MicroRNAs as Biomarkers and Therapeutic Targets in Inflammation- and Ischemia-Reperfusion-Related Acute Renal Injury

Abstract

Acute kidney injury (AKI), caused mainly by ischemia-reperfusion, sepsis, or nephrotoxins (such as contrast medium), is identified by an abrupt decline in kidney function and is associated with high morbidity and mortality. Despite decades of efforts, the pathogenesis of AKI remains poorly understood, and effective therapies are lacking. MicroRNAs (miRNAs) are small noncoding RNAs that regulate gene expression at the posttranscriptional level to control cell differentiation, development, and homeostasis. Additionally, extracellular miRNAs might mediate cell-cell communication during various physiological and pathological processes. Recently, mounting evidence indicates that miRNAs play a role in the pathogenesis of AKI. Moreover, emerging research suggests that because of their remarkable stability in body fluids, microRNAs can potentially serve as novel diagnostic biomarkers of AKI. Of note, our previous finding that miR-494 is rapidly elevated in urine but not in serum provides insight into the ultimate role of urine miRNAs in AKI. Additionally, exosomal miRNAs derived from stem cells, known as the stem cell secretome, might be a potential innovative therapeutic strategy for AKI. This review aims to provide new data obtained in this field of research. It is hoped that new studies on this topic will not only generate new insights into the pathophysiology of urine miRNAs in AKI but also might lead to the precise management of this fatal disease.

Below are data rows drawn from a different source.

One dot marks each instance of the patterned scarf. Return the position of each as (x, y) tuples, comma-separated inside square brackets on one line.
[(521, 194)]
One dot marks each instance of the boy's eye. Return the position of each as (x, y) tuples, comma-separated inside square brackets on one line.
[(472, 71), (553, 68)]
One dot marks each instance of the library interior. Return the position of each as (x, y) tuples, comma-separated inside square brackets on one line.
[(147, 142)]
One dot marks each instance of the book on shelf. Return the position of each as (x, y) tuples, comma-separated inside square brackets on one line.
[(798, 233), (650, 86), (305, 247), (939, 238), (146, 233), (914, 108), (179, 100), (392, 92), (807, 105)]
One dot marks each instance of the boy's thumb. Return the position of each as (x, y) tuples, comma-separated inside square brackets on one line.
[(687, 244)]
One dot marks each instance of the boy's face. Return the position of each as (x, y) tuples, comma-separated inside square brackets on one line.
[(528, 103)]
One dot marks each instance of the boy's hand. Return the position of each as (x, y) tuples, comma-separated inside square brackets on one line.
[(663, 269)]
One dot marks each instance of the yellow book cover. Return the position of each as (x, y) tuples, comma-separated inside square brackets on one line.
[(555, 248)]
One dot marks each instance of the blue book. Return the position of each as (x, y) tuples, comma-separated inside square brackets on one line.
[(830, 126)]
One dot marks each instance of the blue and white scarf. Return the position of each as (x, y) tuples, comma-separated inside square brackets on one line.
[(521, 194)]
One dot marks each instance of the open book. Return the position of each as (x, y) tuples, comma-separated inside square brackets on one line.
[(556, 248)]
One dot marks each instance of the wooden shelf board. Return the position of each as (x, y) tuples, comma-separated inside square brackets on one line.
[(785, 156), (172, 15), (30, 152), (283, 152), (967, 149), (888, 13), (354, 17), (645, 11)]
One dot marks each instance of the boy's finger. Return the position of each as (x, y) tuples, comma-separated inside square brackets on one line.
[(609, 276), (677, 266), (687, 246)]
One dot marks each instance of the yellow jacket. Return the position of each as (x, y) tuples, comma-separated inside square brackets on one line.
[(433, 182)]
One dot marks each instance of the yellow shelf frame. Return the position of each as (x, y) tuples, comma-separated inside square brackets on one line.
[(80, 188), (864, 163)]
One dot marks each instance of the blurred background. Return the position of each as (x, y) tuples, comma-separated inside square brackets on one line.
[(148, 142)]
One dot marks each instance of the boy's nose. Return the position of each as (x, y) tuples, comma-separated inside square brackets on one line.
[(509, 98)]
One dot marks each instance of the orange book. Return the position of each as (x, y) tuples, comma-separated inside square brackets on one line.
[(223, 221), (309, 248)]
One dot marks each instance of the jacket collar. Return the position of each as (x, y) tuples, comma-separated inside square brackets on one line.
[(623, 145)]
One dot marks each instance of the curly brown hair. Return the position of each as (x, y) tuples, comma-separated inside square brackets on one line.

Keywords: acute kidney injury; biomarker; microRNA.

Figure 1

The possible model of intracellular and extracellular miRNAs after acute kidney injury in renal tubular cells. To respond to the acute injury, miRNAs are first transcribed as primary miRNAs (Pri-miRNAs) in renal tubular cells. Next, pri-miRNAs further cleave to the pre-miRNAs by the Drosha/DGCR8 microprocessor complex and then exported into the cytoplasm. In the cytoplasm, pre-miRNAs are then unwound by Dicer to the formation of double-stranded miRNAs which complex with argonaute (AGO) proteins. The mature miRNA guide strand is stably loaded into the RNA-induced silencing complex (RISC) along with AGO2 protein and GW182 to form mature RISC (miRISC) complex, while the other strand is thought to be degraded. The mature miRNAs in the miRISC can base pair with its target mRNAs and lead to the repression of protein translation or mRNA degradation. If the miRISC does not combine with its target strands, miRNAs can then be selected and sorted into the microvesicles (MVs), intermediate vesicles (IVs), or multivesicular bodies (MVBs). Exosomes are then secreted after translocation of MVBs from the cytoplasm to the plasma membrane by exocytosis. miRNAs could also secrete with the collaboration of high-density lipoprotein (HDL), AGO2, or other RNA-binding protein (RBP). Red arrows indicate the possible transport pathways of serum miRNAs (also named “circulating microRNAs”). Black arrows indicate the possible transport pathways of urinary miRNAs. Although most of these in urine remains unknown, the growing emergent data suggested urinary miRNAs could be novel biomarkers for acute kidney injury (AKI). Once miRNAs enter to the downstream target renal tubular cells, and then, again, form miRISC to base pair with its target mRNAs leading to mRNA silencing. Of note, the injection of miRNA targeted therapy, or stem-cell-derived miRNAs might be an innovative therapeutic strategy for AKI. ORF: open reading frame.